CWE 73: External Control of File Name or Path

Flaw

CWE 73: External Control of File Name or Path is a type of security flaw in which users can access resources from restricted locations on a file system. It is commonly called path traversal. If an attacker performs a path traversal attack successfully, they could potentially view sensitive files or other confidential information. This threat is possible when applications allow a user to specify the filename used in a file system operation.

For example:

<h1>Path Traversal Lab</h1>
<h4>Welcome to our free library. Please select any book from the shelf. Take care to not overreach...</h4>
<form action="/EBook/Download" method="GET">
    <select name="ebookName">
        <option value="Anna Karenina.epub">Anna Karenina (Leo Tolstoy)</option>
        <option value="Leaves of Grass.epub">Leaves of Grass (Walt Whitman)</option>
        <option value="Pygmalion.epub">Pygmalion (Bernard Shaw)</option>
        <option value="Siddhartha.epub">Siddhartha (Hermann Hesse)</option>
        <option value="The Picture of Dorian Gray.epub">
        The Picture of Dorian Gray (Oscar Wilde)</option>
    </select>
    <input type="submit" value="Submit" />
</form>

The above form, which the following C# ASP.NET Controller code processes, sends the selected file to the browser:

public class EBookController : Controller
{
    ...
    public ActionResult Download(string ebookName)
    {
        const string PATH = "d:\\app\\web\\ebooks";
        ActionResult result = new HttpNotFoundResult("ebook not found");

        string epub = PATH + ebookName;

        if (System.IO.File.Exists(epub))
        {
            using (var file = System.IO.File.OpenRead(epub))
            {
                result = new FileStreamResult(file, "application/octet-stream");
            }
        }
        return result;
    }
    ...
}

The page displayed in the browser offers a drop-down list to select a book name. If we select "Anna Karenina (Leo Tolstoy)"; the value of ebookName would then be:

Anna Karenina.epub

Which means that epub the full name of the file returned is:

 d:\app\web\ebooks\Anna Karenina.epub

The correct epub file is returned.

Since the ebookName value is not validated, a malicious user could ask for other files on the system. Having the choices be <select> options doesn't help here, because malicious users can easily make their own POST request using a tool, or intercept and modify the request as it leaves the browser, or do other things to bypass the browser's restrictions.

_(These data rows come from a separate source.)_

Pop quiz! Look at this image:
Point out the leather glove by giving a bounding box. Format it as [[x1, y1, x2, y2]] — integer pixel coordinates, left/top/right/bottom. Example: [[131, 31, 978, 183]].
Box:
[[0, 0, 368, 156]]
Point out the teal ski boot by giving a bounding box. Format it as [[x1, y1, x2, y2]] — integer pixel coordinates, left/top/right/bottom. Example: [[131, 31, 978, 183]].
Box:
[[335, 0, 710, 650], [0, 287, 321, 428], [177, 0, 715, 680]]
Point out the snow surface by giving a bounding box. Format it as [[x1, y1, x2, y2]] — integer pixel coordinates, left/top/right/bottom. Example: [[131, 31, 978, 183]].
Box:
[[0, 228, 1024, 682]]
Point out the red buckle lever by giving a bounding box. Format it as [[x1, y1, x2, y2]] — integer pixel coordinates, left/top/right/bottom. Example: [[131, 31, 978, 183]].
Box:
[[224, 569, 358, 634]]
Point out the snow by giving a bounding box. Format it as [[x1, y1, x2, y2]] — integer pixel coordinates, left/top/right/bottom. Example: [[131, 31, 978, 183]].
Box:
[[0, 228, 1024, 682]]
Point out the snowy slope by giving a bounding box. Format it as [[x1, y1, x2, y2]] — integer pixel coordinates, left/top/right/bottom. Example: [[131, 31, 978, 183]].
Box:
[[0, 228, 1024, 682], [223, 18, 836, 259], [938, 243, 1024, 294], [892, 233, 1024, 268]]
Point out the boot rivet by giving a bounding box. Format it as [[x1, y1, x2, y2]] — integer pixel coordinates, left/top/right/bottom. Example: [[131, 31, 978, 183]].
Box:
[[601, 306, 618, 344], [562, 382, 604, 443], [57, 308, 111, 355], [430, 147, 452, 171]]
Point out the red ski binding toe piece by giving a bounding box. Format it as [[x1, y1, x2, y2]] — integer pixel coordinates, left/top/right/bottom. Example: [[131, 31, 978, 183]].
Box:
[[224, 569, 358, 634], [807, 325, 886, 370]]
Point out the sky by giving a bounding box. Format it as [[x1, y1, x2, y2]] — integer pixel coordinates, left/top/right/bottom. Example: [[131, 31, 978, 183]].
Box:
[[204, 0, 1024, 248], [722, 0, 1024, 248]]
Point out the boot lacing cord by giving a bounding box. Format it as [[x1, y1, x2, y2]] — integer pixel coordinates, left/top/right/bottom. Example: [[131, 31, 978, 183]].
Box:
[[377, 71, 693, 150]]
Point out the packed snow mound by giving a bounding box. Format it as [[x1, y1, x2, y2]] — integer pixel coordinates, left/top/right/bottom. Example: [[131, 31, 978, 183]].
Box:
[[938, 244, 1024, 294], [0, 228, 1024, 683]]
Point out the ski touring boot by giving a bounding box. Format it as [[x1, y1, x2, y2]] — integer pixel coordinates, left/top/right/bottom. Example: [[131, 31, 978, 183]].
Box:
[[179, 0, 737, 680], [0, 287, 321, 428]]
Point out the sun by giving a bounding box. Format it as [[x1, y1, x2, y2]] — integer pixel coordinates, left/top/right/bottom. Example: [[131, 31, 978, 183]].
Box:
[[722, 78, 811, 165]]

If an attacker guesses you are running an ASP.NET application on Windows, and supplies the following for ebookName:

..\web.config

This would result in epub being:

d:\app\web\ebooks\..\web.config

Each .. above means "in the parent of the current directory", or "go one level up". The application looks at a single directory above the one where it normally would. This action takes them out of the starting folder, goes one folder up to the web directory, and instructs the application to retrieve the web.config file, which contains information that could help the attacker. Automated tools exist to allow attackers to use this technique to search for and find many common sensitive data files with very little effort. Any file the application can access, the attacker can obtain.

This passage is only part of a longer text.